Florida Supreme Court Overturns Sauls Ruling:  Orders New Recounts.  (12/8/00)

A deeply divided Florida Supreme Court has opened up a Pandora's box of inconsistent standards, flawed hand counting, and delays that call into question Florida's ability to be represented in the Electoral College.

Further, the court's narrow, liberal majority has made a mockery of the idea of "counting every vote" by selecting only certain ballots and providing no standard to count them. The four activist justices rewrote Florida's election laws after the election -- a clear violation of federal law.

Florida Supreme Court Chief Justice Wells offered a stinging and forceful dissent; concluding:

The majority's decision cannot withstand the scrutiny which will certainly immediately follow under the United States Constitution.

The majority's decision to return the case to the circuit court for a count of the under-votes from Miami-Dade County or all counties has no foundation in the law of Florida as it existed on November 7, 2000.

I have a deep and abiding concern that the prolonging of judicial process in this counting contest propels this country and this state into an unprecedented and unnecessary constitutional crisis.

Judge Wells said the county-by county decision-making on the clear indication of the intent of the voter": "is fraught with equal protection concerns which will eventually cause the election results in Florida to be stricken by the federal courts or Congress."

For example, in Miami-Dade County, the justices reinstated 168 votes that were awarded to Gore as the result of manual recounts conducted in only some precincts - all of them overwhelmingly Democratic. This would be the ultimate in treating some votes differently from others.

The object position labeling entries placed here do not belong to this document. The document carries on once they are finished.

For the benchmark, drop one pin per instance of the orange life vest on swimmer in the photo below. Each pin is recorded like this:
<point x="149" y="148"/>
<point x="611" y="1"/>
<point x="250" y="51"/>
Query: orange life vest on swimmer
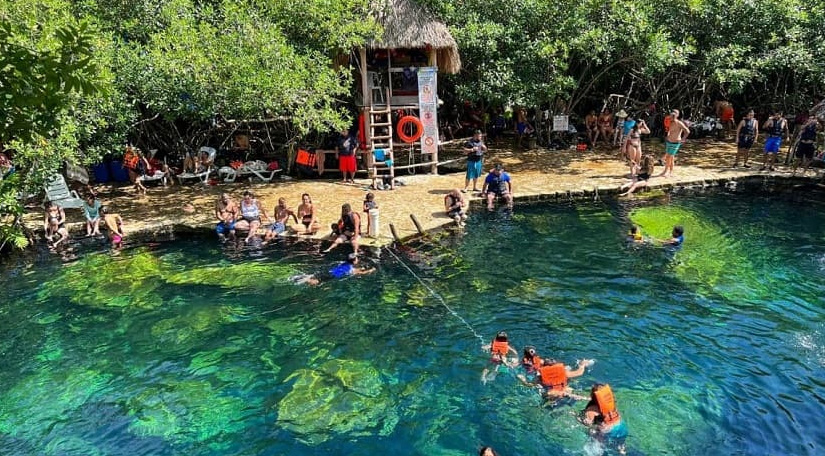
<point x="499" y="347"/>
<point x="553" y="376"/>
<point x="607" y="405"/>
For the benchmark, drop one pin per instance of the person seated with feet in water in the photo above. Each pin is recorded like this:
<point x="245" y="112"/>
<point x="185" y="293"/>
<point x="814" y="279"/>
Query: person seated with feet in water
<point x="454" y="204"/>
<point x="348" y="229"/>
<point x="602" y="417"/>
<point x="306" y="212"/>
<point x="498" y="185"/>
<point x="54" y="225"/>
<point x="114" y="225"/>
<point x="346" y="269"/>
<point x="281" y="214"/>
<point x="251" y="214"/>
<point x="499" y="348"/>
<point x="640" y="180"/>
<point x="553" y="378"/>
<point x="226" y="211"/>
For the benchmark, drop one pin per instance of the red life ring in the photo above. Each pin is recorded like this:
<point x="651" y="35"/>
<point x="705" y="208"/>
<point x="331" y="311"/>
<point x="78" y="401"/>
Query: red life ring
<point x="419" y="129"/>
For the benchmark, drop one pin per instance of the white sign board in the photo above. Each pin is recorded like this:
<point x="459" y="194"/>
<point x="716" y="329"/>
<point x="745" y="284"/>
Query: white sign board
<point x="428" y="109"/>
<point x="560" y="123"/>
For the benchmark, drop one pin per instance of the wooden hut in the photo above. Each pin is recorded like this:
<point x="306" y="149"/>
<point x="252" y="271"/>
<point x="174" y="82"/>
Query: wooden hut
<point x="414" y="43"/>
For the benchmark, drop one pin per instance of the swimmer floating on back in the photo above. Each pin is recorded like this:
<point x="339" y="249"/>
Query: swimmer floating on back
<point x="603" y="419"/>
<point x="498" y="348"/>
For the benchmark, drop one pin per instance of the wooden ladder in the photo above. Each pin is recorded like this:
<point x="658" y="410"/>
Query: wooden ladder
<point x="381" y="138"/>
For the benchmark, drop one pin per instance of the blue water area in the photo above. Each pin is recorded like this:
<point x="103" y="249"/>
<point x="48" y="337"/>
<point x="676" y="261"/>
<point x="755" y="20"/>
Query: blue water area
<point x="195" y="348"/>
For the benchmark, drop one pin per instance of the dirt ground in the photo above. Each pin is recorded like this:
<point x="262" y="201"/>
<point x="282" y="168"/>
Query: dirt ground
<point x="535" y="173"/>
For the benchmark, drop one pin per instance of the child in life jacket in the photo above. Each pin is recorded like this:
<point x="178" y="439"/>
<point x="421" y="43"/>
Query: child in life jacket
<point x="603" y="418"/>
<point x="553" y="378"/>
<point x="498" y="348"/>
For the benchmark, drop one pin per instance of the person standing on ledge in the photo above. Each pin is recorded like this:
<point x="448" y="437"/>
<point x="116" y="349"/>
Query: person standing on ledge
<point x="475" y="149"/>
<point x="345" y="153"/>
<point x="746" y="134"/>
<point x="498" y="185"/>
<point x="777" y="128"/>
<point x="676" y="136"/>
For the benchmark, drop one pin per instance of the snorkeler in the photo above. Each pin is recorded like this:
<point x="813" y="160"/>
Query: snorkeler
<point x="677" y="237"/>
<point x="635" y="234"/>
<point x="530" y="363"/>
<point x="554" y="375"/>
<point x="603" y="419"/>
<point x="342" y="270"/>
<point x="498" y="348"/>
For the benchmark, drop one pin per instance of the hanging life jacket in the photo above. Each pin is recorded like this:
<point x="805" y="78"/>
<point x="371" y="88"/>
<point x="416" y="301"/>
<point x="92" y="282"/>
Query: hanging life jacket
<point x="553" y="377"/>
<point x="607" y="405"/>
<point x="808" y="133"/>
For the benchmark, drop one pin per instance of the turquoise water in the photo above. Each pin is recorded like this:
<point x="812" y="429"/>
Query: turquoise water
<point x="192" y="348"/>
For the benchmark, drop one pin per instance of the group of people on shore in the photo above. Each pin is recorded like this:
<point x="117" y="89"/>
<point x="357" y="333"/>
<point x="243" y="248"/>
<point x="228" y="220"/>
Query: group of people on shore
<point x="552" y="379"/>
<point x="56" y="232"/>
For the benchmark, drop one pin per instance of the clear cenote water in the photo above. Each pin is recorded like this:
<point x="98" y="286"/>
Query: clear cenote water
<point x="192" y="348"/>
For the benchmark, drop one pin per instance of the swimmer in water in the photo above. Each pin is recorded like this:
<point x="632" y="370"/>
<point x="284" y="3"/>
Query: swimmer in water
<point x="677" y="237"/>
<point x="553" y="378"/>
<point x="603" y="419"/>
<point x="342" y="270"/>
<point x="498" y="348"/>
<point x="635" y="235"/>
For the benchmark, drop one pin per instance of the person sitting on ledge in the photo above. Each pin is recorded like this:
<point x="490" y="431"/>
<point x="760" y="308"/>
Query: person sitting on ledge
<point x="498" y="185"/>
<point x="348" y="229"/>
<point x="454" y="204"/>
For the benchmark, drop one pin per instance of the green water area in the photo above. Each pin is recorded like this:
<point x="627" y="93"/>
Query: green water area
<point x="192" y="347"/>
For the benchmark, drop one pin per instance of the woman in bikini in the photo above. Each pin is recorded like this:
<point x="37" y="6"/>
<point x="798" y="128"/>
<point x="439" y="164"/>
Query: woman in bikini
<point x="306" y="211"/>
<point x="633" y="145"/>
<point x="54" y="224"/>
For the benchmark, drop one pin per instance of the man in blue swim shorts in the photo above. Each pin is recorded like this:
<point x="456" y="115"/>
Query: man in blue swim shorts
<point x="475" y="149"/>
<point x="676" y="136"/>
<point x="776" y="127"/>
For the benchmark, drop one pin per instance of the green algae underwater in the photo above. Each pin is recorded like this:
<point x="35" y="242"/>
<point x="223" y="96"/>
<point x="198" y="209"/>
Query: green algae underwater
<point x="181" y="349"/>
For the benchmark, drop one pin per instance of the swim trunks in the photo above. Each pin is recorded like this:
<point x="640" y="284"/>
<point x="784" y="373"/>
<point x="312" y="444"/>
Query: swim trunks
<point x="672" y="148"/>
<point x="278" y="227"/>
<point x="772" y="144"/>
<point x="473" y="169"/>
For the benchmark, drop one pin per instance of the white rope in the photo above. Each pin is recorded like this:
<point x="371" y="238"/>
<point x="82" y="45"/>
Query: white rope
<point x="438" y="296"/>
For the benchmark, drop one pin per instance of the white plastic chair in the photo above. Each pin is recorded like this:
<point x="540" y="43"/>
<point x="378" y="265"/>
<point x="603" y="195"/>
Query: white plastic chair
<point x="57" y="191"/>
<point x="203" y="177"/>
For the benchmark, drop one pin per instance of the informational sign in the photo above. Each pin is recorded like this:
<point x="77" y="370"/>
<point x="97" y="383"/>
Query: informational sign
<point x="428" y="109"/>
<point x="560" y="123"/>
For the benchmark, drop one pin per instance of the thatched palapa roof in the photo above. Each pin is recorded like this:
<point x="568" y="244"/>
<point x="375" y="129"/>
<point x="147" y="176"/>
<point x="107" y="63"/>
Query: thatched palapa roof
<point x="407" y="24"/>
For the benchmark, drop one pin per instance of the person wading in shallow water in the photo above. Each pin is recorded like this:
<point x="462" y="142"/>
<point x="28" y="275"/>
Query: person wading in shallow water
<point x="676" y="136"/>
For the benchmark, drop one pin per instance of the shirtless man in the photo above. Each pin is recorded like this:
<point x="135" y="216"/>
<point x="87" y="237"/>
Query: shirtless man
<point x="591" y="123"/>
<point x="114" y="224"/>
<point x="226" y="211"/>
<point x="676" y="136"/>
<point x="282" y="214"/>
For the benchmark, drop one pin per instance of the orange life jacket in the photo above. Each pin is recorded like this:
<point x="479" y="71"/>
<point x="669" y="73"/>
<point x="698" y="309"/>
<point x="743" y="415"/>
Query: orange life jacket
<point x="499" y="347"/>
<point x="534" y="363"/>
<point x="130" y="158"/>
<point x="607" y="404"/>
<point x="554" y="376"/>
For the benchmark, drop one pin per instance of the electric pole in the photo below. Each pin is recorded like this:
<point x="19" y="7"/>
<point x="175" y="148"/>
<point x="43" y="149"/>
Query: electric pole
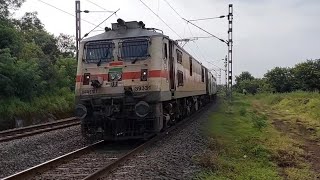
<point x="230" y="44"/>
<point x="226" y="75"/>
<point x="78" y="27"/>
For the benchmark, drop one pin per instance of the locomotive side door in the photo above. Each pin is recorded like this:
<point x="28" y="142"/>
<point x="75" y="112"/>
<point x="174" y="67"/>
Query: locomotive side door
<point x="206" y="80"/>
<point x="171" y="67"/>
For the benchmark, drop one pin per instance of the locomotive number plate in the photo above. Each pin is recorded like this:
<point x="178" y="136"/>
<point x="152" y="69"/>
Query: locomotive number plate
<point x="88" y="91"/>
<point x="114" y="84"/>
<point x="141" y="88"/>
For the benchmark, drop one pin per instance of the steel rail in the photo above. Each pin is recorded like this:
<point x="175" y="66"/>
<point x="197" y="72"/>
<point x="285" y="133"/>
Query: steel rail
<point x="108" y="168"/>
<point x="36" y="170"/>
<point x="52" y="164"/>
<point x="16" y="133"/>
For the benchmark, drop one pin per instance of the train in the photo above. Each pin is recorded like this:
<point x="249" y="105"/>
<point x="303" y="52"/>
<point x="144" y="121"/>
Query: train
<point x="133" y="82"/>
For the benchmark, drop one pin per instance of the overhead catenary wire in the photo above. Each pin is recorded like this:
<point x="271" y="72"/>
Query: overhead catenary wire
<point x="160" y="18"/>
<point x="204" y="19"/>
<point x="206" y="31"/>
<point x="100" y="23"/>
<point x="67" y="12"/>
<point x="201" y="53"/>
<point x="188" y="21"/>
<point x="100" y="6"/>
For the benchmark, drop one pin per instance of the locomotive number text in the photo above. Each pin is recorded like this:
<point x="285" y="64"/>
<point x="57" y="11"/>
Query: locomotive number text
<point x="89" y="91"/>
<point x="142" y="88"/>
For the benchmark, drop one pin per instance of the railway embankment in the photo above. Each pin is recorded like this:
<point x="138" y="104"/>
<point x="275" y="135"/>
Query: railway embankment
<point x="15" y="113"/>
<point x="266" y="136"/>
<point x="24" y="153"/>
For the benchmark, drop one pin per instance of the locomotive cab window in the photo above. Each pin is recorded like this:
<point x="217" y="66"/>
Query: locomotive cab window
<point x="165" y="52"/>
<point x="179" y="56"/>
<point x="202" y="74"/>
<point x="190" y="59"/>
<point x="98" y="51"/>
<point x="134" y="49"/>
<point x="180" y="78"/>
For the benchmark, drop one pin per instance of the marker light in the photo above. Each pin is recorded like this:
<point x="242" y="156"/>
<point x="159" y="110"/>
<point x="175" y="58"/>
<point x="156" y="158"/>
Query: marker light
<point x="86" y="78"/>
<point x="144" y="74"/>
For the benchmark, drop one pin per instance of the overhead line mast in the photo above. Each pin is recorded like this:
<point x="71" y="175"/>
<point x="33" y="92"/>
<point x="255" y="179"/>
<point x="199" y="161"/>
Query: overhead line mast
<point x="78" y="27"/>
<point x="230" y="45"/>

The Court ordered a recount of all counties' under-votes, but there are five major problems:  First, in many counties the under-votes aren't even segregated, so they will have to be machine tabulated and separated. We know this causes chads to fall off ballots and other degradation of ballots.  Second, 16 counties don't even know which of their non-votes are under-votes and which are over-votes.  Third, even in counties that have attempted to separate the under-vote, there are serious problems. In Miami-Dade, the number of under-votes submitted to the Circuit Court is different from the number identified in the November 8 machine recount. There can be no confidence that the pool of under-votes is untainted and consistent.  Fourth, the majority accepted two different standards (the liberal Broward standard and the more objective Palm Beach standard) further proving votes are treated differently in each county.  ~ Fifth, as Chief Justice Wells said, the liberal court majority failed "to make provision for: (1) the qualifications of those who count; (2) what standards are used in the count-are they the same standards for all ballots statewide or a continuation of the county-by-county constitutionally suspect standards; (3) who is to observe the count; (4) how one objects to the count; (5) who is entitled to object to the count; (6) whether a person may object to a counter; (7) the possible lack of personnel to conduct the count; (8) the fatigue of the counters; and (9) the effect of the differing intra-county standards.]